WSOS-FM
- Fruit Cove, Florida; United States;
- Broadcast area: Jacksonville metropolitan area
- Frequency: 94.1 MHz
- Branding: Kaliente 94.1 & 97.3

Programming
- Format: Spanish tropical

Ownership
- Owner: Norsan Media
- Sister stations: WJXR, WYKB, WEWC, WVOJ, WNNR, WJNJ

History
- First air date: 1991 (as WSOS)
- Former call signs: WMKM (September 21, 1981-March 19, 1985, CP) WSOS (March 19, 1985-September 3, 2002)
- Former frequencies: 105.5 MHz

Technical information
- Licensing authority: FCC
- Facility ID: 74071
- Class: C3
- ERP: 5,500 watts
- HAAT: 154 meters (505 ft)
- Transmitter coordinates: 30°4′8″N 81°38′50″W﻿ / ﻿30.06889°N 81.64722°W
- Repeater: 970 WNNR (Jacksonville)

Links
- Public license information: Public file; LMS;
- Website: kalientejax.com

= WSOS-FM =

WSOS-FM (94.1 MHz) is commercial radio station that broadcasts to the Jacksonville, Florida area. The station is licensed in Fruit Cove to Norsan Media. It airs a Spanish tropical format exclusive on WSOS-FM.
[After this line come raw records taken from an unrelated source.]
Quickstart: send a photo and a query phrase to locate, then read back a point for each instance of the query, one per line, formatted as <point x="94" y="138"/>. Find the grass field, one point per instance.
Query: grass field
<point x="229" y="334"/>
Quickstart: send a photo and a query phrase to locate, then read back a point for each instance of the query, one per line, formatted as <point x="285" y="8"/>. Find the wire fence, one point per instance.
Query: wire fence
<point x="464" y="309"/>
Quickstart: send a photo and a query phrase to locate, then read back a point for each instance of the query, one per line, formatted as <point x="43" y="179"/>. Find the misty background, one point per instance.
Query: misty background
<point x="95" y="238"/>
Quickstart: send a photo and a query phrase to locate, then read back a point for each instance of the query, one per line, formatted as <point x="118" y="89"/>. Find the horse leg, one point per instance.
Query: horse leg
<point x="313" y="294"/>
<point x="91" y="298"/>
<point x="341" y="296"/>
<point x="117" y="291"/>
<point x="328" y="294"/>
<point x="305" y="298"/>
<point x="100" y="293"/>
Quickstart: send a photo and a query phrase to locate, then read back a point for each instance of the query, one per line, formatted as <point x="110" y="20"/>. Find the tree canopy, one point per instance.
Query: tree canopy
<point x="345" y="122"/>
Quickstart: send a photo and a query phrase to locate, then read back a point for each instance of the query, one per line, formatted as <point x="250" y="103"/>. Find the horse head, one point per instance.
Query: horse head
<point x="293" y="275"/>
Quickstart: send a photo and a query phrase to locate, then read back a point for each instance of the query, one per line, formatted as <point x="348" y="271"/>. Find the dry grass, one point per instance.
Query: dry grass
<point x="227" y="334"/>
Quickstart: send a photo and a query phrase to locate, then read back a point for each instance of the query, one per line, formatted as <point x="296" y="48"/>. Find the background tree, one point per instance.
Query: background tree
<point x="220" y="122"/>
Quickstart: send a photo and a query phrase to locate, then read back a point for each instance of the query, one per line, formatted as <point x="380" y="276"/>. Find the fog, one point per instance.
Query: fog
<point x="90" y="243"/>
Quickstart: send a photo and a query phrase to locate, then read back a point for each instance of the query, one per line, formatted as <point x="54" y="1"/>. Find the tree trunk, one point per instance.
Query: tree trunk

The signal covers the southern parts of the Jacksonville metropolitan area and the studios are in the Southside district of Jacksonville with the transmitter tower in Fruit Cove.

==History==
WSOS-FM went on the air on 105.5 MHz as WMKM, licensed to St. Augustine, Florida. Its original construction permit was filed on August 10, 1981. WMKM changed callsigns on March 19, 1985 to WSOS, and on September 3, 2002, the station became WSOS-FM with the acquisition of WKLN (which took the WSOS callsign). By the time WSOS-FM was sold to Renda Broadcasting in 2005, it was running an adult contemporary format as "The Muuusic Station". Under Renda's ownership, the community of license was changed from St. Augustine to Fruit Cove, to better serve the Jacksonville market. The signal still originated in St. Augustine until March 9, 2011, when it switched formats from soft adult contemporary to classic rock. On April 5, 2016, WSOS-FM changed their format from a simulcast of contemporary Christian-formatted WMUV to a simulcast of talk-formatted WBOB. On May 23, 2018, WSOS-FM switched from the WBOB simulcast to a simulcast of classic country-formatted WYKB, branded as "Jax Country".
In January 2020, Jax Country became exclusive to WSOS-FM.

On November 26, 2024, it was announced that Chesapeake-Portsmouth Broadcasting would be selling WSOS-FM to Norsan Media. As part of this deal, the Classic country format would permanently move to 100.3 W262AG and WMUV-HD2. This will make WSOS-FM the sixth station in the Jacksonville market to be owned by Norsan Media. In mid-December 2024, WSOS-FM flipped to Spanish tropical under the branding "Kaliente 94.1".